Il Riso Cavour, seconda portata del menu firmato Matteo Baronetto
S’inizierà con
Insalata di capesante alle alghe, lattuga al moscato e mandorle amare (in abbinamento un calice di Franciacorta Docg Brut
Satèn Riserva 2006 di
Berlucchi): «Cuocio i molluschi al vapore e li condisco con polvere di alga, un lascito della cultura gastronomica giapponese: dona sapidità e anche una sfumatura amara. Scelgo poi il cuor di lattuga, ossia quella parte ancor giovane e tenera, e lo irroro di moscato, lasciandolo un poco macerare in modo da mantenerne la croccantezza e la freschezza, ma con una carica aromatica che viene dal vino, una nota dolce e alcolica.
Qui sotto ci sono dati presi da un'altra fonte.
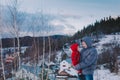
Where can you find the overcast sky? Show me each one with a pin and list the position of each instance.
(78, 13)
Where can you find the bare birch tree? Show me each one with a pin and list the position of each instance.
(14, 15)
(3, 71)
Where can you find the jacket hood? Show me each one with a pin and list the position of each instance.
(88, 41)
(74, 47)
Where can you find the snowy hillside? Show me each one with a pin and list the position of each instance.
(105, 75)
(106, 40)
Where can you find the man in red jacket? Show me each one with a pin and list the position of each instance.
(75, 56)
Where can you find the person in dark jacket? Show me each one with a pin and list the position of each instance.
(75, 56)
(88, 59)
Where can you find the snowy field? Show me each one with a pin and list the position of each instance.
(105, 75)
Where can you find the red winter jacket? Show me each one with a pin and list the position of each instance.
(75, 56)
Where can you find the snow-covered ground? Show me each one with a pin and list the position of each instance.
(105, 75)
(101, 74)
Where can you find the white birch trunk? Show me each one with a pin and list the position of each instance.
(2, 60)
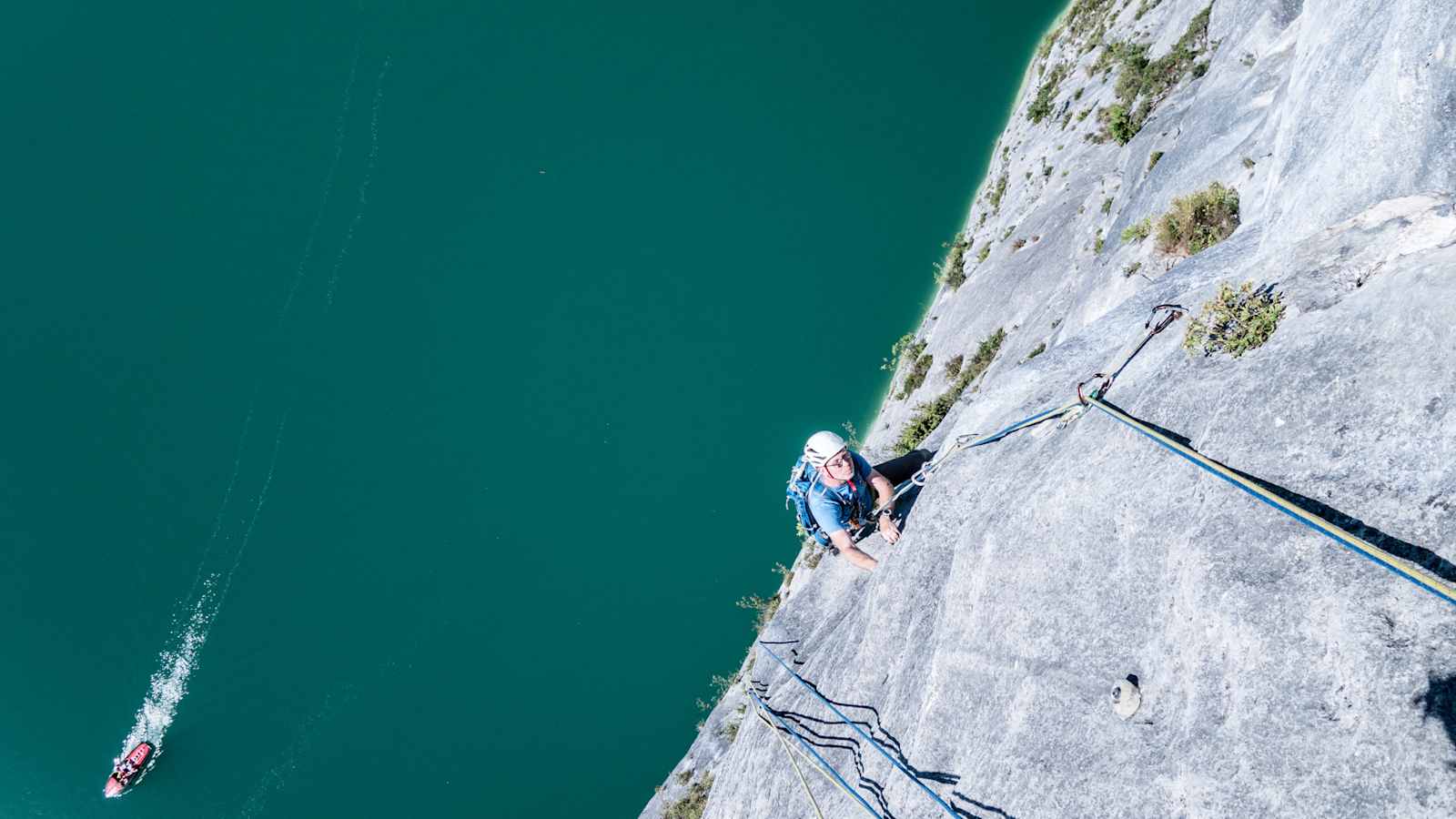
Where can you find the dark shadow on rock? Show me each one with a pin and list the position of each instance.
(989, 809)
(1441, 702)
(1349, 523)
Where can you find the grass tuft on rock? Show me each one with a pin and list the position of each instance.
(1235, 321)
(766, 608)
(997, 193)
(929, 416)
(693, 802)
(1198, 220)
(1138, 230)
(917, 373)
(1047, 94)
(953, 271)
(1143, 84)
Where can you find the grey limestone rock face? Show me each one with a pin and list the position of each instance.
(1281, 673)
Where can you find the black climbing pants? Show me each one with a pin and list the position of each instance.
(899, 470)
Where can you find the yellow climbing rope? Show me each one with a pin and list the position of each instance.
(793, 761)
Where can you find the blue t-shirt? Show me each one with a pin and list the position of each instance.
(846, 506)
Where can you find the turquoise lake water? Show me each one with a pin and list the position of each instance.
(410, 388)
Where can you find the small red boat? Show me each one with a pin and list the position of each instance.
(130, 768)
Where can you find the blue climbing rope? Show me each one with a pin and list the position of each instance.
(810, 748)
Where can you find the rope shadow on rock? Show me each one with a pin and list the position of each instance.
(990, 809)
(881, 736)
(1441, 702)
(1349, 523)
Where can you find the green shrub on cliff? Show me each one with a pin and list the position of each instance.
(953, 271)
(916, 376)
(1143, 84)
(1235, 321)
(1198, 220)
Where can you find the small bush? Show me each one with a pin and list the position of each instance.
(895, 351)
(1145, 6)
(953, 271)
(929, 416)
(766, 610)
(1198, 220)
(997, 193)
(728, 729)
(1235, 321)
(693, 804)
(916, 378)
(1041, 106)
(1117, 124)
(1142, 84)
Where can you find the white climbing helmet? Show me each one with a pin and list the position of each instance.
(822, 446)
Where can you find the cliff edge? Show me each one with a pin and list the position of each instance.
(1280, 672)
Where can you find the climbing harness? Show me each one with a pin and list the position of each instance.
(1154, 325)
(970, 440)
(788, 751)
(861, 732)
(815, 753)
(795, 763)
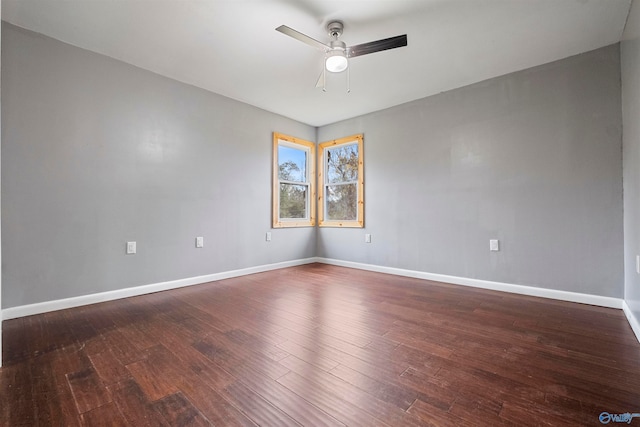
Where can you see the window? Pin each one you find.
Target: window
(341, 203)
(293, 182)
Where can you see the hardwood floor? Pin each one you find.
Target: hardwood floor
(320, 345)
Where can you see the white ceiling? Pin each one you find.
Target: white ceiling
(231, 47)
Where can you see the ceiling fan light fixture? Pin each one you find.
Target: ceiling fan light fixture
(336, 61)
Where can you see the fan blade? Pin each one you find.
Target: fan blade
(302, 37)
(377, 46)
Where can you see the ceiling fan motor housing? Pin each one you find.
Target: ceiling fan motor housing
(335, 29)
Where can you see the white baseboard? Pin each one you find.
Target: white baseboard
(44, 307)
(485, 284)
(633, 320)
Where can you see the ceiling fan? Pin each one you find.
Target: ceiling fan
(337, 53)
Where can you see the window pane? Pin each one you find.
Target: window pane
(292, 164)
(342, 163)
(342, 202)
(293, 201)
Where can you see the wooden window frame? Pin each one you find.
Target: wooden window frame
(310, 147)
(359, 222)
Quindi aggiungo mandorle amare, quelle piccole che si usano per gli amaretti. E’ un piatto piacevolmente estivo».
Dopo un inizio easy, si affronterà l’impegnativo Riso Cavour (abbinato a Sauvignon Friuli Aquileia Doc 2014 di Cà Bolani): si dice che Camillo Benso si facesse riscaldare il riso, ci aggiungesse un uovo in camicia e sopra pomodori cotti e salsa di carne. Baronetto ribalta e modernizza: «In fondo metto una salsa al pomodoro molto concentrata, poi un uovo cotto al vapore, sopra il Carnaroli bollito in acqua profumata ai chiodi di garofano e poi rosolato in padella. Aggiungo una nota croccante con del riso Venere cotto, seccato e fritto; infine sugo di carne e germogli di piselli per dare un tocco vegetale. E’ un piatto saporito, con qualche accenno orientaleggiante, penso al riso alla cantonese». Non c’è grasso a mantecare il riso: quando si affonda la forchetta il tuorlo dell’uovo va a mischiarsi con gli altri elementi, in un tripudio di golosità, «ricorda anche un’insalata di riso calda, potrebbe addirittura essere un piatto unico. E’ uno dei primi che ho ideato al Del Cambio».

Terza portata,
Branzino al vapore e coda di manzo brasata (Sicilia Doc
Nuhar 2012 di
Tenuta Rapitalà): «E’ facile parlare in questo caso di incontro di mare e terra: ormai è una scelta non considerata azzardata come lo poteva essere ai tempi in cui
Alain Chapel propose la sua (all’epoca scandalosa, era il 1972)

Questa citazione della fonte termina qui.